The quartet--comprised of Goldsmith, his brother, singer/songwriter Taylor, bassist Wylie Gelber and keyboardist Tay Strathairn--have been rubbing musical elbows with rock n' roll greats (Jackson Browne and Benmont Trench of The Heartbreakers, to name a few) for a couple years now, and it shows on their sophomore effort "Nothing Is Wrong," which dropped this month on Dave Matthews' ATO Records.

Still true to the Laurel Canyon-folk roots that drew comparisons to C.C.R. and Crosby, Stills, Nash and Young on their aptly-titled 2009 debut "North Hills," "Nothing Is Wrong" has the tightness, maturity and confidence of both a tour-seasoned band and of the young men who've grown wiser from the travel.

In contrast to "North Hills," the new record was written and arranged on tour and recorded with producer Jonathan Wilson in between stings of heavy touring.

"[That made] going into record easier and more about capturing our live energy. Jonathan's a really organic, hands-off dude--I would play something, he would layer it. There was a focus on getting the purest sound possible," Goldsmith said.

So how did a record born from the road impact the band's revered "classic El Lay" sound? "I think being an L.A. band is something that was tagged onto the band, it's not something we've been conscious of," Goldsmith admitted. "L.A. in its own way has affected us as musicians, and Taylor as a songwriter, but if that community of musicians existed elsewhere I think we'd still be in the spot we're at now."

Interesting, then, that that distinctly L.A. brand of weary sunset melancholy is clearer in Dawes' sound than ever. Maybe that's because you only really feel Los Angeles once you've left it:

On the standout "Time Spent in Los Angeles," Taylor croons about a love-struck encounter with a fellow Angeleno in Tennessee: "You got that special kind of sadness/You got that tragic set of charms/That only comes from time spent in Los Angeles/Makes me wanna wrap you in my arms."

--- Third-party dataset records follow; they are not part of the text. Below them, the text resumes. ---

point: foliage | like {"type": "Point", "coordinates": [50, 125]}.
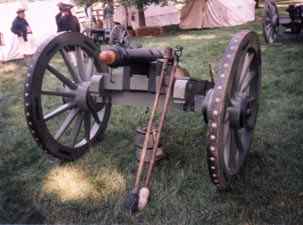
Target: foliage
{"type": "Point", "coordinates": [268, 191]}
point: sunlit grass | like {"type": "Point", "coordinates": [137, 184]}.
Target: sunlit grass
{"type": "Point", "coordinates": [92, 190]}
{"type": "Point", "coordinates": [69, 183]}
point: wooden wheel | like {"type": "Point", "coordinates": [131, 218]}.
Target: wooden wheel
{"type": "Point", "coordinates": [63, 115]}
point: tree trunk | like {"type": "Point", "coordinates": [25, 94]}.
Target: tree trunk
{"type": "Point", "coordinates": [141, 16]}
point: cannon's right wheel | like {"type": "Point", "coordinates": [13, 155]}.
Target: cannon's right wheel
{"type": "Point", "coordinates": [270, 21]}
{"type": "Point", "coordinates": [233, 107]}
{"type": "Point", "coordinates": [63, 114]}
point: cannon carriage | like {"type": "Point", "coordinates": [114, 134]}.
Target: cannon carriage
{"type": "Point", "coordinates": [72, 86]}
{"type": "Point", "coordinates": [272, 20]}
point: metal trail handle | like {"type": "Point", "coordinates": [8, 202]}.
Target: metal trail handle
{"type": "Point", "coordinates": [162, 118]}
{"type": "Point", "coordinates": [167, 58]}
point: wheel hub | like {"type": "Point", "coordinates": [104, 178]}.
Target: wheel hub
{"type": "Point", "coordinates": [83, 96]}
{"type": "Point", "coordinates": [240, 113]}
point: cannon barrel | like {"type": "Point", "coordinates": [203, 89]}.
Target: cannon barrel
{"type": "Point", "coordinates": [118, 56]}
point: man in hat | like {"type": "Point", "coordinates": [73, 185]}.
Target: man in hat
{"type": "Point", "coordinates": [65, 20]}
{"type": "Point", "coordinates": [108, 14]}
{"type": "Point", "coordinates": [20, 26]}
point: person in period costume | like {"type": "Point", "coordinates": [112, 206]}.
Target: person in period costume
{"type": "Point", "coordinates": [20, 26]}
{"type": "Point", "coordinates": [108, 15]}
{"type": "Point", "coordinates": [65, 19]}
{"type": "Point", "coordinates": [24, 44]}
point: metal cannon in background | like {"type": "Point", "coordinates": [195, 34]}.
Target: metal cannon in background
{"type": "Point", "coordinates": [72, 86]}
{"type": "Point", "coordinates": [272, 21]}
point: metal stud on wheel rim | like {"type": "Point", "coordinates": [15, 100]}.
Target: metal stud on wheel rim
{"type": "Point", "coordinates": [233, 108]}
{"type": "Point", "coordinates": [270, 21]}
{"type": "Point", "coordinates": [60, 110]}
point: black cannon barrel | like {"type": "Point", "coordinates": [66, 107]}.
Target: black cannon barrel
{"type": "Point", "coordinates": [125, 57]}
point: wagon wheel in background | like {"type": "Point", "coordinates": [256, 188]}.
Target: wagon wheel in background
{"type": "Point", "coordinates": [270, 21]}
{"type": "Point", "coordinates": [63, 115]}
{"type": "Point", "coordinates": [233, 108]}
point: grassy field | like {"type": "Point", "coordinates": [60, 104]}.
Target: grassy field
{"type": "Point", "coordinates": [269, 190]}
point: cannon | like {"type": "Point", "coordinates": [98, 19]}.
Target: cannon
{"type": "Point", "coordinates": [72, 85]}
{"type": "Point", "coordinates": [293, 22]}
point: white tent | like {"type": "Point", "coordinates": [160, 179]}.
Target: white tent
{"type": "Point", "coordinates": [155, 15]}
{"type": "Point", "coordinates": [41, 17]}
{"type": "Point", "coordinates": [197, 14]}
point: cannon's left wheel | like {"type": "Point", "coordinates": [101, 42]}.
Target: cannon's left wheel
{"type": "Point", "coordinates": [233, 107]}
{"type": "Point", "coordinates": [64, 116]}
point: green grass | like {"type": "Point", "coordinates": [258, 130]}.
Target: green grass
{"type": "Point", "coordinates": [269, 190]}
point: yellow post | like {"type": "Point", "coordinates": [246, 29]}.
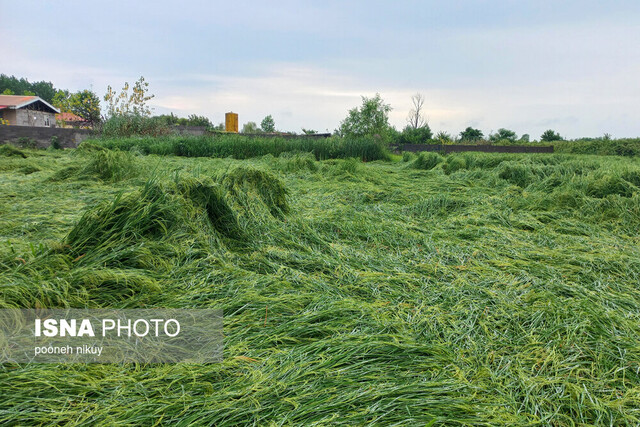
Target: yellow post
{"type": "Point", "coordinates": [231, 122]}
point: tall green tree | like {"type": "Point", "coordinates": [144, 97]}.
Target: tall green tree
{"type": "Point", "coordinates": [267, 124]}
{"type": "Point", "coordinates": [503, 134]}
{"type": "Point", "coordinates": [471, 134]}
{"type": "Point", "coordinates": [372, 118]}
{"type": "Point", "coordinates": [125, 103]}
{"type": "Point", "coordinates": [549, 136]}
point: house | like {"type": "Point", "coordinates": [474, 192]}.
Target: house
{"type": "Point", "coordinates": [24, 110]}
{"type": "Point", "coordinates": [70, 120]}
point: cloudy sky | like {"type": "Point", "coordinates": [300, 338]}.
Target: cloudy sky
{"type": "Point", "coordinates": [527, 65]}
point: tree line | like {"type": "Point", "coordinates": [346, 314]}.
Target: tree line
{"type": "Point", "coordinates": [372, 119]}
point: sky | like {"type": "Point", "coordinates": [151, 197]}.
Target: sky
{"type": "Point", "coordinates": [526, 65]}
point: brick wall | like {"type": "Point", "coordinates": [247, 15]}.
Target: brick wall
{"type": "Point", "coordinates": [41, 136]}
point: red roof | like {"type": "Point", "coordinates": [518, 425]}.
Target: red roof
{"type": "Point", "coordinates": [69, 117]}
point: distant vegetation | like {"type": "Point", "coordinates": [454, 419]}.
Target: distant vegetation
{"type": "Point", "coordinates": [244, 147]}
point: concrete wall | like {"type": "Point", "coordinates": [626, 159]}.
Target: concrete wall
{"type": "Point", "coordinates": [189, 130]}
{"type": "Point", "coordinates": [41, 136]}
{"type": "Point", "coordinates": [453, 148]}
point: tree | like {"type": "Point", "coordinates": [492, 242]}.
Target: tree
{"type": "Point", "coordinates": [195, 120]}
{"type": "Point", "coordinates": [471, 134]}
{"type": "Point", "coordinates": [268, 125]}
{"type": "Point", "coordinates": [250, 127]}
{"type": "Point", "coordinates": [372, 118]}
{"type": "Point", "coordinates": [86, 104]}
{"type": "Point", "coordinates": [503, 134]}
{"type": "Point", "coordinates": [443, 137]}
{"type": "Point", "coordinates": [125, 104]}
{"type": "Point", "coordinates": [416, 118]}
{"type": "Point", "coordinates": [549, 136]}
{"type": "Point", "coordinates": [411, 135]}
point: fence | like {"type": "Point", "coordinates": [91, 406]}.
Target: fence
{"type": "Point", "coordinates": [453, 148]}
{"type": "Point", "coordinates": [41, 137]}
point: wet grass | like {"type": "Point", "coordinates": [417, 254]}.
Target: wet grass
{"type": "Point", "coordinates": [471, 289]}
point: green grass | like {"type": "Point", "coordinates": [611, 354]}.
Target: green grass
{"type": "Point", "coordinates": [244, 147]}
{"type": "Point", "coordinates": [469, 289]}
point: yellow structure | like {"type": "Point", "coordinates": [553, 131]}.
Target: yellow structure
{"type": "Point", "coordinates": [231, 122]}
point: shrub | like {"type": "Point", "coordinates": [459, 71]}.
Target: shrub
{"type": "Point", "coordinates": [426, 161]}
{"type": "Point", "coordinates": [11, 151]}
{"type": "Point", "coordinates": [130, 125]}
{"type": "Point", "coordinates": [421, 135]}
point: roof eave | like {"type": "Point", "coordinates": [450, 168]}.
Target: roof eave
{"type": "Point", "coordinates": [24, 104]}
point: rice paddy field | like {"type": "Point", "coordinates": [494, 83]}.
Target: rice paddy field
{"type": "Point", "coordinates": [472, 289]}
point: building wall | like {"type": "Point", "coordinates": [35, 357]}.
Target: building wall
{"type": "Point", "coordinates": [9, 115]}
{"type": "Point", "coordinates": [41, 136]}
{"type": "Point", "coordinates": [25, 117]}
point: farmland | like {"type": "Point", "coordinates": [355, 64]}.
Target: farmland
{"type": "Point", "coordinates": [469, 289]}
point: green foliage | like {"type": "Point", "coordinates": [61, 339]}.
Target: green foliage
{"type": "Point", "coordinates": [129, 104]}
{"type": "Point", "coordinates": [193, 120]}
{"type": "Point", "coordinates": [550, 136]}
{"type": "Point", "coordinates": [268, 125]}
{"type": "Point", "coordinates": [371, 119]}
{"type": "Point", "coordinates": [243, 147]}
{"type": "Point", "coordinates": [471, 134]}
{"type": "Point", "coordinates": [614, 147]}
{"type": "Point", "coordinates": [426, 161]}
{"type": "Point", "coordinates": [7, 150]}
{"type": "Point", "coordinates": [386, 296]}
{"type": "Point", "coordinates": [104, 165]}
{"type": "Point", "coordinates": [410, 135]}
{"type": "Point", "coordinates": [55, 143]}
{"type": "Point", "coordinates": [131, 125]}
{"type": "Point", "coordinates": [443, 137]}
{"type": "Point", "coordinates": [503, 135]}
{"type": "Point", "coordinates": [250, 127]}
{"type": "Point", "coordinates": [84, 103]}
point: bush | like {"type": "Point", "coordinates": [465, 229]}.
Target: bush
{"type": "Point", "coordinates": [426, 161]}
{"type": "Point", "coordinates": [549, 136]}
{"type": "Point", "coordinates": [130, 125]}
{"type": "Point", "coordinates": [411, 135]}
{"type": "Point", "coordinates": [11, 151]}
{"type": "Point", "coordinates": [244, 147]}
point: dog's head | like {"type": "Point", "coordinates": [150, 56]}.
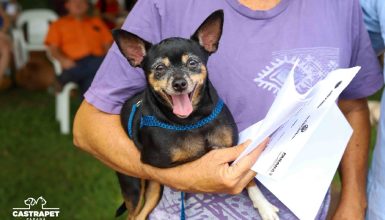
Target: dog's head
{"type": "Point", "coordinates": [175, 68]}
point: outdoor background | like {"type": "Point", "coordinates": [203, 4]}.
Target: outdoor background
{"type": "Point", "coordinates": [36, 160]}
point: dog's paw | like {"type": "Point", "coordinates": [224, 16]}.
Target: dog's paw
{"type": "Point", "coordinates": [267, 211]}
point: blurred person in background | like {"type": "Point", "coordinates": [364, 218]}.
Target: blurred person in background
{"type": "Point", "coordinates": [5, 42]}
{"type": "Point", "coordinates": [12, 8]}
{"type": "Point", "coordinates": [79, 43]}
{"type": "Point", "coordinates": [374, 17]}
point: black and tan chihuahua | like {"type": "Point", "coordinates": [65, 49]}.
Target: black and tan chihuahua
{"type": "Point", "coordinates": [179, 116]}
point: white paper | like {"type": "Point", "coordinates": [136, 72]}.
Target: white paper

But this ain't another cliché about another oh-so-sad-and-jaded L.A. girl; it's a song about a struggle to define what it means to come from a city with an ever-changing face--a song that's as much a love letter to L.A. as it as a lament, and that refreshingly just gets that relationship right: "I used to think someone would love me/For the places I have been/But now I know what I've been missing/And I'm going home to make it mine."

Dawes comes home with Brett Dennen this Saturday at 8 p.m. at the Orpheum Theater.